With dealers scattering to new locations, redbankgreen took a final spin through the Monmouth Antique Shoppes Tuesday. (Click embiggen symbol to enlarge)
By JOHN T. WARD
The building appears to sigh and lean, as though aware of its fate. Inside, nooks and corners that once teemed with the cast-offs of the decades have begun to empty out.
It’s a sad time at Monmouth Antique Shoppes, one of the anchors of Red Bank’s vaunted Arts & Antiques District. Eviction notice in hand, owner John Gribbin has informed his 23 remaining dealers that they, like he, must be out by the end of the month, ending a 29-year run.
“It’s not the best time for me to talk,” Gribbin told redbankgreen Tuesday, as he had also last week. “I’m trying to find a home for me and my dealers, and it’s not easy going.”
More than a dozen of the displaced shops are finding a new home just a few doors east, at the Gizzi family’s Riverbank Antiques. (Click to enlarge)

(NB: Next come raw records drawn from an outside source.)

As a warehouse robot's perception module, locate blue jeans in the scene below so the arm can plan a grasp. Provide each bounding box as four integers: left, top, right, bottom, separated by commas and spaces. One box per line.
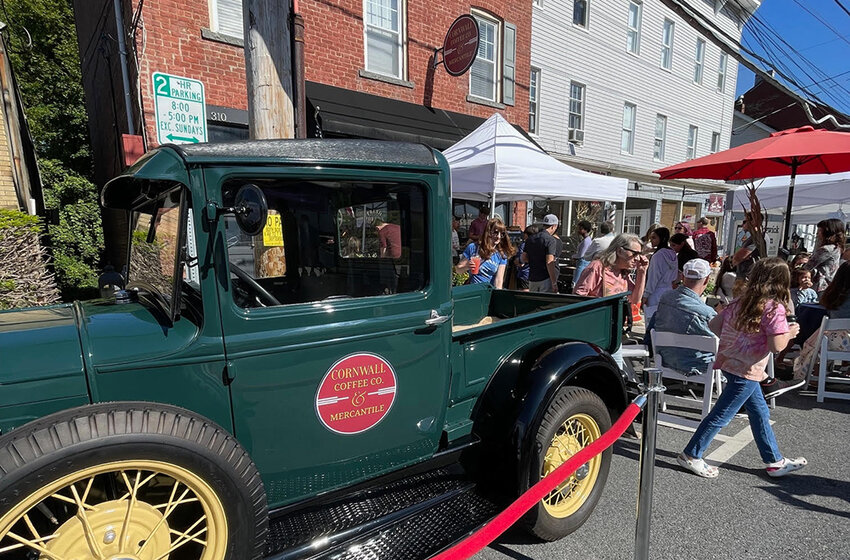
684, 372, 782, 463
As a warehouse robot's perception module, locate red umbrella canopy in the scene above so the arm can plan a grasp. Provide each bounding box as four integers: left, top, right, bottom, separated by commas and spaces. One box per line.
655, 126, 850, 181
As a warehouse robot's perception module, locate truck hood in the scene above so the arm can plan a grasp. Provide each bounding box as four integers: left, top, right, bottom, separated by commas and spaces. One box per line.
77, 299, 198, 372
0, 305, 88, 407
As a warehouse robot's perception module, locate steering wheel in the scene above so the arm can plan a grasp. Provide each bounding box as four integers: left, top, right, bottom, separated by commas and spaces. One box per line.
230, 261, 281, 307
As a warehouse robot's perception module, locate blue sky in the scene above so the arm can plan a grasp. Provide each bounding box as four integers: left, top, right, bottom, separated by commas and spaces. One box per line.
736, 0, 850, 114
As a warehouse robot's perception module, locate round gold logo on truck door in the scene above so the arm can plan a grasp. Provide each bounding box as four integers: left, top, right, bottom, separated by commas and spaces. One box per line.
316, 352, 396, 435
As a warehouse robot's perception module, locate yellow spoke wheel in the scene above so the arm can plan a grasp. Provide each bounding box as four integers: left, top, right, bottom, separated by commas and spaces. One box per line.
520, 386, 612, 540
540, 414, 602, 518
0, 460, 228, 560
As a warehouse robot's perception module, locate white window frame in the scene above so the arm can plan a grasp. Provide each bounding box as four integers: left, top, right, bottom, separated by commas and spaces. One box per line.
661, 19, 676, 70
469, 10, 502, 103
652, 113, 667, 161
567, 81, 587, 130
711, 132, 720, 154
694, 39, 705, 85
717, 51, 729, 93
626, 0, 643, 55
210, 0, 245, 39
685, 125, 699, 159
528, 66, 540, 134
363, 0, 407, 80
620, 101, 637, 155
572, 0, 590, 29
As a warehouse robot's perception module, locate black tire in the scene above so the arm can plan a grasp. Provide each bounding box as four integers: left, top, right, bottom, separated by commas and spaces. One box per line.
522, 387, 612, 541
0, 402, 268, 560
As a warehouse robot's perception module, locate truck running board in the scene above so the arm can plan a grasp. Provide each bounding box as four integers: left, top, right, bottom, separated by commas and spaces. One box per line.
266, 467, 499, 560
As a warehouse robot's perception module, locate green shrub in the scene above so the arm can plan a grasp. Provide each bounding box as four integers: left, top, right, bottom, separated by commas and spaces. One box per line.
39, 159, 103, 301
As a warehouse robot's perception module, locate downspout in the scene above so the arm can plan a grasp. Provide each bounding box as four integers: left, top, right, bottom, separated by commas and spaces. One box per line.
112, 0, 136, 134
292, 0, 307, 138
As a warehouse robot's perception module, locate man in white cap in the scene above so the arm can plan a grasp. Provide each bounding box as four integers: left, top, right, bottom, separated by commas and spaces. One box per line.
646, 259, 717, 374
522, 214, 561, 292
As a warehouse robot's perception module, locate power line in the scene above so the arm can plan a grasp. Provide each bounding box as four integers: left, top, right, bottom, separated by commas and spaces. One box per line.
835, 0, 850, 16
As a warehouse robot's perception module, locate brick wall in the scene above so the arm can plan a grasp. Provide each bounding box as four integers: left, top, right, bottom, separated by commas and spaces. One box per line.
138, 0, 531, 146
0, 111, 21, 210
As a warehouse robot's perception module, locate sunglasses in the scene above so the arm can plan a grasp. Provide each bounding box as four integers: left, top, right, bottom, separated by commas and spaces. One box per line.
620, 247, 643, 258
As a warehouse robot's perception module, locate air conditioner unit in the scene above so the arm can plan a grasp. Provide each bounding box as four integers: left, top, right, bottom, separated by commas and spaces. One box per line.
568, 128, 584, 146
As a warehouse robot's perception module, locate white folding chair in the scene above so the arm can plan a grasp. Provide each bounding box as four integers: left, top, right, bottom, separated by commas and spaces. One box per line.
650, 329, 722, 429
817, 317, 850, 402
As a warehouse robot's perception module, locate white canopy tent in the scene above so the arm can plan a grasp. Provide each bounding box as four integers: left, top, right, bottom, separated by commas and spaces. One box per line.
734, 173, 850, 224
443, 113, 628, 206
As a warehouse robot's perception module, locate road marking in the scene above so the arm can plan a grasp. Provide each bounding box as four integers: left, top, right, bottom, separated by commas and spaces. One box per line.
704, 420, 774, 465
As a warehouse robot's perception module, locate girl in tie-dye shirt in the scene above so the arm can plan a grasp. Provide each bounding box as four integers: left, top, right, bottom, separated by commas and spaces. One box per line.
677, 258, 806, 478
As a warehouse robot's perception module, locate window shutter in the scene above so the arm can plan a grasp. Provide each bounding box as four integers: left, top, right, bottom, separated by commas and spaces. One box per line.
502, 22, 516, 105
216, 0, 244, 39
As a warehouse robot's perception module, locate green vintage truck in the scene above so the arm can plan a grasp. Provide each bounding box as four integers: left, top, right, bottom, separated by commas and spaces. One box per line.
0, 140, 626, 560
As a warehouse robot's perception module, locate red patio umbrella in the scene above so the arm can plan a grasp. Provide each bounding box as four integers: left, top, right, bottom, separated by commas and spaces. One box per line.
655, 126, 850, 247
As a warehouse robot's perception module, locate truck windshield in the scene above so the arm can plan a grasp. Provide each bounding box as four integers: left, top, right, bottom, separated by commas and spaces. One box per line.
128, 189, 180, 305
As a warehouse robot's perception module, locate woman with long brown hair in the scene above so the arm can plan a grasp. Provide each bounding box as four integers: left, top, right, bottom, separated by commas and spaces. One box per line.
803, 218, 844, 294
677, 258, 806, 478
456, 218, 514, 289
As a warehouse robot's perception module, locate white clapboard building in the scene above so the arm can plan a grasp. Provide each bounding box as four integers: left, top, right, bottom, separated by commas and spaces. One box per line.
529, 0, 760, 235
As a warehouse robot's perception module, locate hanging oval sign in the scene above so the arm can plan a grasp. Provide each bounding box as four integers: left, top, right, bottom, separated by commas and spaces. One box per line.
316, 352, 396, 435
443, 14, 478, 76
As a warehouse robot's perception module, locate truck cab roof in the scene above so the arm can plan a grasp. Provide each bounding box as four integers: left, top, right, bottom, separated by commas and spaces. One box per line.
101, 138, 440, 208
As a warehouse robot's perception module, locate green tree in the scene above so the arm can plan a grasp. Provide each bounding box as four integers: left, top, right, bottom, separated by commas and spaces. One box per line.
0, 0, 94, 177
0, 0, 103, 301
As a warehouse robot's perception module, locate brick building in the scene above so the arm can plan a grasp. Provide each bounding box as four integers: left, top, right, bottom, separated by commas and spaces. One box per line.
74, 0, 531, 168
74, 0, 531, 262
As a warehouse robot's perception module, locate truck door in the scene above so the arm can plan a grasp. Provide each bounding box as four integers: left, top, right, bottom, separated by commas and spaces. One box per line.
207, 169, 451, 506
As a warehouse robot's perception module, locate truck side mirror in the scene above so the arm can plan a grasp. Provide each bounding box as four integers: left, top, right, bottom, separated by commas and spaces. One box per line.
234, 183, 269, 237
206, 183, 269, 237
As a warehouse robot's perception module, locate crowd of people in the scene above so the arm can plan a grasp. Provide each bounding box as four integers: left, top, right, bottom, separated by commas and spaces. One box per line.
452, 211, 850, 478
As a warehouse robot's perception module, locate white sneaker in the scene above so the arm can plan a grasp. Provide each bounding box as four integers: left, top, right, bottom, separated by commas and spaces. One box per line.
767, 457, 809, 478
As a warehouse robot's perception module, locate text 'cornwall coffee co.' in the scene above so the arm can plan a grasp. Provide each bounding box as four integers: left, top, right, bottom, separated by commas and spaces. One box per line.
153, 72, 207, 144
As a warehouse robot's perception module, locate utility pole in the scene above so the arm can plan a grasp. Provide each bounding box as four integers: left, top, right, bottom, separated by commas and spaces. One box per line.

The wood-frame building, at the southeast corner of West Front Street and Bridge Avenue, was once part of the Eisner uniform factory complex “a sweatshop,” said Gribbin. Now, it is slated to be razed to make way for the MW West Side Lofts project, a mixed-use assemblage of luxury rental apartments, street-level retail, live-and-work artists spaces, a parking garage and a Triumph Brewing Company restaurant.
No permits for the demolition or ensuing construction have yet been issued, according to a borough official. But Monmouth Antique Shoppes and Ambiance antiques, which occupies a neighboring building owned by the lofts developer, have been told to clear out. They were recently given 60 days notice, almost six years after the lofts plan won approval.
Unaffected by the action is Guy Johnson’s Antique Center of Red Bank, which occupies two sprawling buildings, including the giant barn-red structure at the intersection’s northeast corner and a second warehouse opposite Brothers Pizza.
The diaspora has proven to be an awkwardly welcome boon for Carla Gizzi, who runs her family’s Riverbank Antiques business just a block east of Gribbin’s. She’s busily making arrangements to accommodate more than a dozen displaced dealers.
“I feel horrible for John, but it actually enables us to stay in business, and we’re keeping these dealers in Red Bank,” Gizzi said. “We’re consolidating and enabling them to stay.”
Among those making the move are Reggie Hawn and Cheryl Figliola. Hawn, who’s been at the shoppes for less than two years, said she’s “looking forward to the day when we can all reunite under one tent,” reforming a group of dealers with complementary specialties.
“What made us successful here was that we’re all collectors first,” said Figliola, a 17-year tenant of the shoppes. “Everyone found their own niche.”
Gribbin said he doesn’t know where he and other dealers, who together operate as a sort of cooperative, selling each other’s goods when dealers are absent, will wind up. But he sees his business’s departure as part of an inexorable slide toward oblivion for the antiques district.
“As to me, I’m leaving Red Bank,” he said. “This industry has been a major draw for the town, and it’s going away slowly.”
Just across the street, another storefront formerly occupied by an antiques dealer stands empty following the recent departure of Plum Cottage, which relocated to Fair Haven.